Es lamentable que un obispo interprete la voz del laicado como ruido, mientras ante los escándalos del clero se guarda silencio. No, ése es el silencio de los sepulcros (Mt 23, 27) que nadie puede permitir. ¿O es que son mejores cristianos aquellos que les rinden pleitesía y les hacen reverencia a sus contradicciones? Si para construir una Iglesia más evangélica es necesario molestar, nadie mejor que los pastores debieran alentar la conciencia despierta del laicado para molestar y hacer ruido.
A monseñor Müller no le preocupa el éxodo de católicos que se alejan de las comunidades. Pero al laicado sí preocupa mucho que nuestros propios hijos, nuestros jóvenes, nuestros amigos, nuestros colegas y, a veces también, nuestras parejas abandonen la Iglesia. Nos duele y nos entristece hasta con angustia.
Nos preocupa mucho ver cómo nuestra Iglesia se convierte en un ghetto irrelevante, porque la sal que se nos confió para dar sabor al mundo se vuelve insípida, porque la luz que se nos entregó en el bautismo se disipa, y porque esa levadura, que nos regaló el Espíritu Santo, para esponjar la dureza de la vida no logra fermentar nuestra cultura.
Entonces, don Gerhard Müller debe saber que nuestra Iglesia no se purifica cuando nuestros hijos, nuestros nietos, nuestros jóvenes; cuando los pobres, los trabajadores, las mujeres y los pecadores irredentos, por falta de misericordia, abandonan nuestras comunidades.

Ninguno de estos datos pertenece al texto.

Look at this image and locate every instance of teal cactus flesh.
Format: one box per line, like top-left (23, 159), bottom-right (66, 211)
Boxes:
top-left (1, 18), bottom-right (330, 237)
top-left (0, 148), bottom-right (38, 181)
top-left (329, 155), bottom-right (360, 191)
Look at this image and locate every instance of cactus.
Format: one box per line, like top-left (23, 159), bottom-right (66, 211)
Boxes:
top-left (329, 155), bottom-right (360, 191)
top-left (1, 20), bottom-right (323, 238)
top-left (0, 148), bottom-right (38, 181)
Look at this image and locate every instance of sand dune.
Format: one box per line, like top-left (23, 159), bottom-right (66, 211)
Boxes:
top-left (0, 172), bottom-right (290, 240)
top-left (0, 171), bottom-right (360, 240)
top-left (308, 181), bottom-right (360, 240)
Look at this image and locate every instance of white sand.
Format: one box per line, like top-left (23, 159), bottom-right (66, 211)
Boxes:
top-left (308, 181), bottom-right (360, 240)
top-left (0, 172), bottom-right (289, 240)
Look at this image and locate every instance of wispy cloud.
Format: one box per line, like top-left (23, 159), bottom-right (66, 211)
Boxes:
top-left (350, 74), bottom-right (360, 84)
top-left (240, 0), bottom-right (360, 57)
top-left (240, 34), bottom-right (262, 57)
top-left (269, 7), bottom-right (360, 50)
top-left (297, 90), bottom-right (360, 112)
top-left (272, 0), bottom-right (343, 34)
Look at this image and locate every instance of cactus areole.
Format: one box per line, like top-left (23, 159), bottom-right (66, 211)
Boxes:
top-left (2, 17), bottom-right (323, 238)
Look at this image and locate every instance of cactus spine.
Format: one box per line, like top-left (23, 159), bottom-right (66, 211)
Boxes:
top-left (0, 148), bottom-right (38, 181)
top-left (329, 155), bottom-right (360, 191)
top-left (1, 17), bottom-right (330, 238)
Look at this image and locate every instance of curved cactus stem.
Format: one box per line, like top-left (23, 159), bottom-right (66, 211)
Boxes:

Nos duele en el alma, porque así ellos van perdiendo la esperanza y nuestra Iglesia se va vaciando de un tesoro humano perdido por la indolencia.
Nuestra fidelidad es ante todo para el Señor y porque no nos desanimamos seguimos clamando, no sólo al cielo, sino también a nuestros obispos, a nuestros curas y también al Papa.
No nos desanimamos, al contrario, estamos conciente que hoy más que nunca “ha sonado la hora de los laicos” (Homilía de san Juan Pablo II en la Misa de Cristo Rey al culminar el Jubileo de los Laicos, Roma 2000), porque otra forma de ser Iglesia es posible.